We’ve done the steam engine in Dollywood in Sevierville, Tennessee, the Tweetsie Railroad in Blowing Rock, North Carolina and the train around the Magic Kingdom in Walt Disney World. But it was only this year that the 4.5 hour train trip into the Nantahala Gorge seemed feasible. At a younger age, I envisioned kids running amuck and the ultimate meltdown with a captive audience…Yeah, we really had to wait until the kids reached an able to sit through an entire movie at the theater maturity.
I made the reservations on their website and ordered the meal- later glad that I did as the 30-45 minute layover at the NOC would have been to short to enjoy a meal at the River’s End restaurant over the bridge (we did eat there eventually!) and it was nicer to eat on the train and gave the kids something to do- like tour the dining and canteen cars. We hung out on the river during our brief break instead.
Going down into the Gorge, we sat on the left and were afforded the river views, rapids, and white water rafters. We switched places with another family for the ride back (same track) for the caves, waterfall and Lake Fontana with all of its’ cute houseboats.
I can’t say we actually sat for any of the journey, except to eat. You can stand in the open air gondola car, walk around. The tiny toilets (not for the claustrophobic) are located in the enclosed cars, so we got to check those out too- but don’t hold it til the last minute, as there usually is a line.
I took the kids through the posh dining car (you can eat your lunch there too) to pick up our pre-ordered meals at the canteen and we took them back to our gondola car for dining al fresco. Even in July, the air was pretty cool, and when we reached the river itself, it was it an air conditioner had been switched on-natural cooling.
My son remarked on how uncommercial the trip was- even in the museum after the trip, it more resembled my father’s train collections than a advertising fest. A conductor did travel through the train on our voyage back, handing all the kids stickers and coloring books.
Know Before You Go:
1. Book online. They offer military discounts. (Will call saves waiting in the other lines at the depot too) Choose a lunch option too- it’s cheaper than eating in the Gorge and frees up your lay over time for explorations.
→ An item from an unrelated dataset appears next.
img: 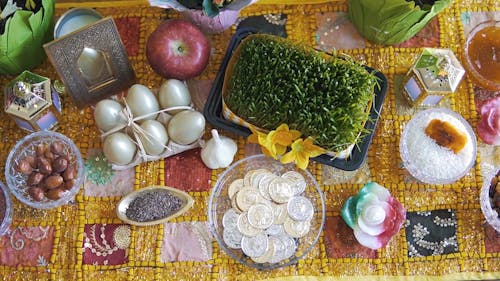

Eat during the train trip.
2. The Gondola (open-air) car worked best for us. You can stand-or sit and it was full of families like us.
3.Everett Street Diner near the Depot in Bryson City is a great place to grab breakfast before your (morning) excursion begins, but come early, because the locals think it is a great place also and it’s busy
4.The train travels the same trip back to Bryson City, and there are white-water add-on options- they bus you back to the depot after your wet adventures. (We might consider that next time around). You can check out your options on their website or there was a whitewater company kiosk at the depot (we were there on a Saturday).
5.Your kids will probably get bored at some point- so consider this. a 4.5 hour trip is like 2 movies- bring some boredom busters. Trips to the canteen car for a bottle of water or snack makes for a great break- (it is cool to walk when the train is moving- watch the young uns though). My daughter and I were counting the different colors of flowers that we saw.
6. You can’t swim in the Gorge during your layover- the current would sweep you away, but right by the NOC there is a place where you can stick your feet in(the steps) just to see how icy cold it is- again, watch those kids!